A friend told me you'd eat me alive if I let on that I'm a hardcore Mr. Show fanatic. But I figured I'd better get that over with up front. So, basically: I do have a picture of you and Bob on my wall, but I don't masturbate to it.
I'm proud of you. But I'm not here to eat anybody alive — why would I do that?
From the outside, it seems you're a bit shy, or at least chronically misanthropic.
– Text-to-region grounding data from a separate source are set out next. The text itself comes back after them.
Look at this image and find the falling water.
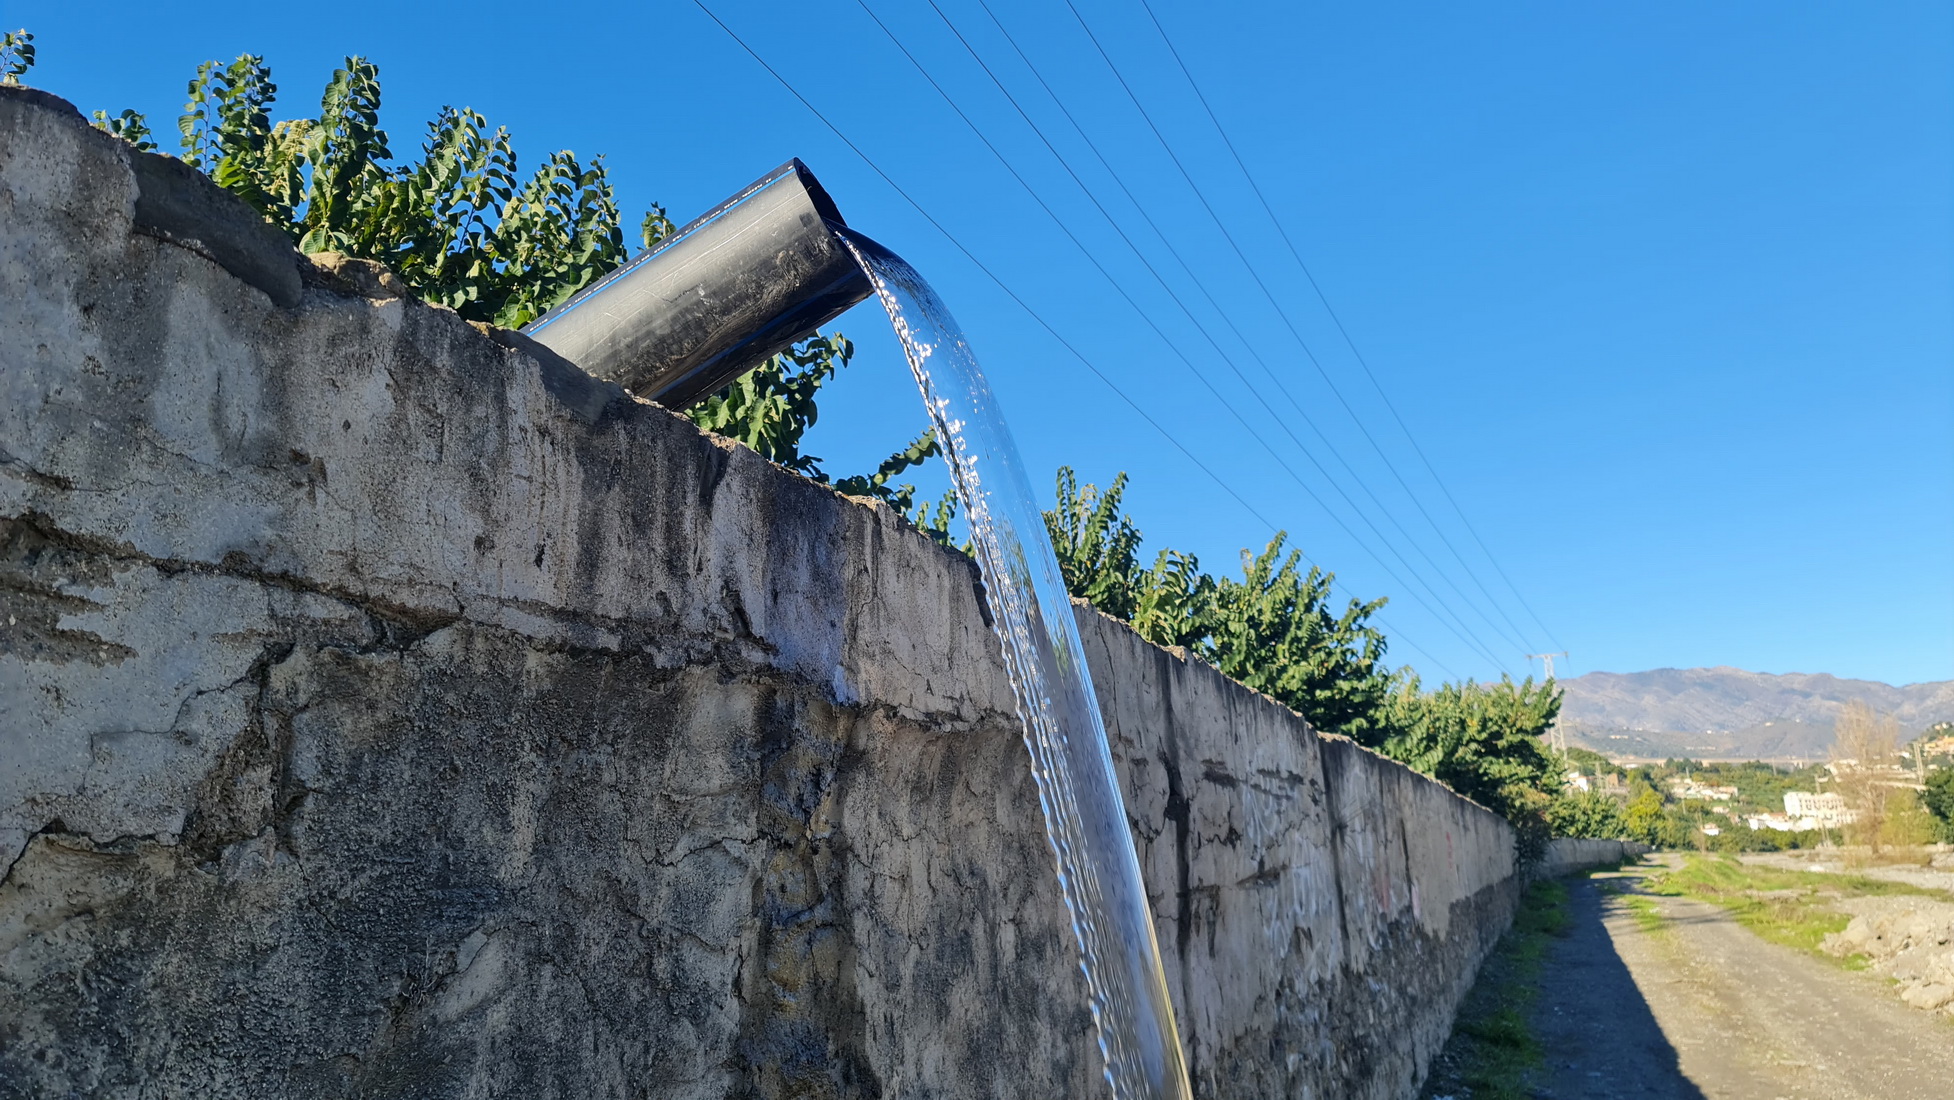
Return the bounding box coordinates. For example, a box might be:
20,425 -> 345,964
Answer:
837,228 -> 1193,1100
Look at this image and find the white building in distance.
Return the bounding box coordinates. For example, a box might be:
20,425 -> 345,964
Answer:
1783,791 -> 1856,829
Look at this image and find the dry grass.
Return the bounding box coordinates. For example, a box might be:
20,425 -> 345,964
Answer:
1643,854 -> 1950,963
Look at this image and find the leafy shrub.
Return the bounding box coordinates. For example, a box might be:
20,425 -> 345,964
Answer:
1,29 -> 32,85
1545,790 -> 1629,840
1208,535 -> 1392,743
1045,468 -> 1213,649
1044,467 -> 1568,844
1378,675 -> 1563,855
686,334 -> 950,530
105,53 -> 646,330
1924,768 -> 1954,843
72,43 -> 937,514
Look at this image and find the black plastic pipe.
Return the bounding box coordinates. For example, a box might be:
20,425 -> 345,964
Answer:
521,159 -> 871,409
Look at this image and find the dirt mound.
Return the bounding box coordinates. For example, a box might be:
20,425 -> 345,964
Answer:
1822,895 -> 1954,1014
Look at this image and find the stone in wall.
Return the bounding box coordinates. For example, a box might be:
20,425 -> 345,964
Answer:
0,85 -> 1518,1100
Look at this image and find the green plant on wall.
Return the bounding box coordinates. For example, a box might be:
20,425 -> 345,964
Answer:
684,333 -> 951,531
1,29 -> 33,85
1043,467 -> 1575,846
1208,534 -> 1392,742
90,109 -> 156,148
67,42 -> 937,516
146,54 -> 638,330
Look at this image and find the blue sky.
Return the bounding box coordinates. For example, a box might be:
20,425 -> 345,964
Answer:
18,1 -> 1951,686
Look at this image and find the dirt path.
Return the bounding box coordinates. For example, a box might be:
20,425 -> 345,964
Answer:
1531,859 -> 1954,1100
1528,869 -> 1698,1099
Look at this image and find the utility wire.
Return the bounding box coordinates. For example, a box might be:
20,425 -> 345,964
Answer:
941,0 -> 1537,659
850,0 -> 1513,669
687,0 -> 1466,681
1133,0 -> 1568,653
1059,0 -> 1553,660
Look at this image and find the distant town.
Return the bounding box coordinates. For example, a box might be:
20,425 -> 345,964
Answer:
1557,716 -> 1951,850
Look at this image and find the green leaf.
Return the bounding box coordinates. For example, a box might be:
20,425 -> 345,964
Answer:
89,108 -> 157,151
1,29 -> 35,85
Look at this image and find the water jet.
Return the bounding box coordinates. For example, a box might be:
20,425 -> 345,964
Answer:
532,161 -> 1194,1100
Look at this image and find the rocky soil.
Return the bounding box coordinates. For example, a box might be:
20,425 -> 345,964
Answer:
1822,895 -> 1954,1015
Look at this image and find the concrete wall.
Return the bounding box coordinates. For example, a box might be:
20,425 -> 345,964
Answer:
1532,838 -> 1650,881
0,87 -> 1519,1100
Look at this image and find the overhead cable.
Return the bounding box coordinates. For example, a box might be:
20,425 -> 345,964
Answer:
849,0 -> 1515,668
686,0 -> 1469,681
943,0 -> 1539,659
1132,0 -> 1569,653
1061,0 -> 1557,656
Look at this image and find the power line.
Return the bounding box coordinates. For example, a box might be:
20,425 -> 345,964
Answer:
686,0 -> 1467,681
1128,0 -> 1570,654
940,0 -> 1539,660
924,0 -> 1534,659
1058,0 -> 1558,657
849,0 -> 1514,668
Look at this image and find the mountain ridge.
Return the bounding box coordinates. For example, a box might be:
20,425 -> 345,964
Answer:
1556,666 -> 1954,760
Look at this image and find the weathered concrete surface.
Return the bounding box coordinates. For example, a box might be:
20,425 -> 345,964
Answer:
0,86 -> 1518,1100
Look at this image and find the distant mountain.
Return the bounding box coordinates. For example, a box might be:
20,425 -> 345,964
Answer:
1557,667 -> 1954,761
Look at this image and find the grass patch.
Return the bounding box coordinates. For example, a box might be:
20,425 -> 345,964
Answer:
1620,893 -> 1666,935
1421,878 -> 1571,1100
1643,854 -> 1948,962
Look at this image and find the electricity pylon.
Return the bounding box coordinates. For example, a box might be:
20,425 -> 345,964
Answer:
1526,651 -> 1569,681
1528,651 -> 1571,759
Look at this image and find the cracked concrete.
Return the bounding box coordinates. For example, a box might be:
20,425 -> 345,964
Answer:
2,85 -> 1521,1100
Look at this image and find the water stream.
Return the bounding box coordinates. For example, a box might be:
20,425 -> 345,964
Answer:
837,228 -> 1193,1100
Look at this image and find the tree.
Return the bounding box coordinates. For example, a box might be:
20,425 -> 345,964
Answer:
1922,768 -> 1954,844
1563,745 -> 1614,776
1621,785 -> 1682,848
682,335 -> 948,529
1038,468 -> 1575,842
1832,701 -> 1905,853
1128,548 -> 1216,652
1043,471 -> 1394,738
1045,468 -> 1146,621
1044,468 -> 1215,650
74,46 -> 938,518
1545,790 -> 1628,839
1206,536 -> 1391,742
122,54 -> 646,329
1375,675 -> 1563,852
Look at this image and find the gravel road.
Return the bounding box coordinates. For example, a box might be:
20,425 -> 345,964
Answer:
1530,858 -> 1954,1100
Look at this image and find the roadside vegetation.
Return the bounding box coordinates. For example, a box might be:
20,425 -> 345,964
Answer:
1043,468 -> 1570,853
1555,732 -> 1951,855
33,35 -> 953,526
1925,765 -> 1954,843
1419,878 -> 1574,1099
1641,853 -> 1952,964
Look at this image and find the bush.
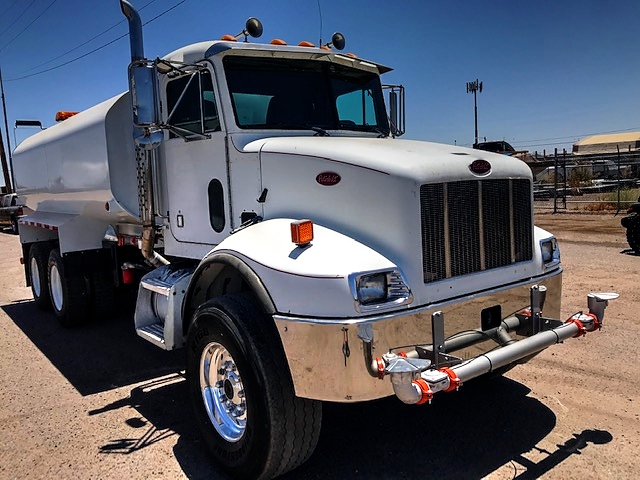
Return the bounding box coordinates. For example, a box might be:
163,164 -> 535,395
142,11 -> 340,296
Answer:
585,187 -> 640,211
568,167 -> 593,189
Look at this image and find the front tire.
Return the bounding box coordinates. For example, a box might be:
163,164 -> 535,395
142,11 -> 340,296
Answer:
187,294 -> 322,480
626,217 -> 640,254
48,249 -> 90,327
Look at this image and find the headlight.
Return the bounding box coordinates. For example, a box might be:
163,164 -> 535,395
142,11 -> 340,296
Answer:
357,273 -> 387,304
540,237 -> 560,267
349,269 -> 413,313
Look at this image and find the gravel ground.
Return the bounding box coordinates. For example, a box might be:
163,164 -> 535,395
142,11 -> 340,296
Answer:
0,212 -> 638,479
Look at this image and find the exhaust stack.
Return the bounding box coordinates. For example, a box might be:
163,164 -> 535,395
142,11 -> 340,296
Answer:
120,0 -> 144,61
119,0 -> 162,147
120,0 -> 167,267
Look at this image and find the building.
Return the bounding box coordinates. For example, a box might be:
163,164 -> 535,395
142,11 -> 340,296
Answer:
573,132 -> 640,155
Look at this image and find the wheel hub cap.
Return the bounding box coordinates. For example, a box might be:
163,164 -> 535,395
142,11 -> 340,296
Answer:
50,264 -> 64,312
30,257 -> 41,297
200,342 -> 247,442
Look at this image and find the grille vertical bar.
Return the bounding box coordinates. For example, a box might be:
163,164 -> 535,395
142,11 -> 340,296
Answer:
420,184 -> 446,282
420,179 -> 533,283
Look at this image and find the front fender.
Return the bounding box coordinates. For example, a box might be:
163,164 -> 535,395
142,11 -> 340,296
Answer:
205,218 -> 406,318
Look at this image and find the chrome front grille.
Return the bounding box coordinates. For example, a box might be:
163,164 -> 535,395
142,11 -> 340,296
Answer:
420,179 -> 533,283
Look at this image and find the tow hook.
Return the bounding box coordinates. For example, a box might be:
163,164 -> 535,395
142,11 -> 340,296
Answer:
374,290 -> 618,405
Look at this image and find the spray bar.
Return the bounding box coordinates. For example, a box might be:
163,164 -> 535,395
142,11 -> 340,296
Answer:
374,290 -> 617,405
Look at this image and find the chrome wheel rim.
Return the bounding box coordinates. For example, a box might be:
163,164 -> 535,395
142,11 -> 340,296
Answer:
200,341 -> 247,442
30,257 -> 41,297
50,264 -> 64,312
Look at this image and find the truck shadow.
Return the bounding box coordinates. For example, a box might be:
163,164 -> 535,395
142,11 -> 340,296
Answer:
1,298 -> 184,396
2,299 -> 613,479
88,367 -> 612,480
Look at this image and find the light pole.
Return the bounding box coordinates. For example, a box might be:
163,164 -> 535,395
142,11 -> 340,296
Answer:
0,67 -> 12,193
466,78 -> 483,147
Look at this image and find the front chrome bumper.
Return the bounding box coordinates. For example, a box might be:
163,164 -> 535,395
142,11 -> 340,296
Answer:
274,270 -> 563,402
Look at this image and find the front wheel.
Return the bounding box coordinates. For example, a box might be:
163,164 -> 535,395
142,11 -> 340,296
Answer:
187,294 -> 322,480
626,217 -> 640,254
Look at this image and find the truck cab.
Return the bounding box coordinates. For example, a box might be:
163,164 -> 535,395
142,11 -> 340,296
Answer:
148,41 -> 399,257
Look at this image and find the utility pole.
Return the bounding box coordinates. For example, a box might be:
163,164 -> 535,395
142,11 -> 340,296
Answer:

I'm not misanthropic at all. You can't go on tour and do two shows a day and book signings in the middle of the day and meet people and autograph stuff and be a misanthrope. I mean, you could, but you'd be a liar, and if I'm anything, I'm honest. It doesn't really matter that I get that rep, but it bothers me a little bit.
It comes up a few times in your book that you're a Red Sox fan, but I can't tell whether you're being serious or poking fun at super-fans. You're kind of like the boy who cried wolf in that regard. So what's the truth?
I'm not the boy who cried wolf. I'm 45 years old, so I'm the man who cried wolf. I'm a huge Red Sox fan; I've spent upward of $15,000 seeing games. I was at games three and four of the ALDS in 2004.
You went to Emerson for one semester and dropped out. Was it more that you didn't like college or that you didn't like Boston?
I liked Boston — I just ran out of money quickly. I had no money, and my family was poor, and I took out loans — plus it wasn't worth it. Emerson is good in a certain few fields, but it's not really worth all that money for what I wanted to do, which was film. I found a lot of really cool like-minded peers in Boston, and I'm still friends with lots of them, like Janeane Garofalo, Marc Maron, and Louis C.K. . . . It was an important part of my development.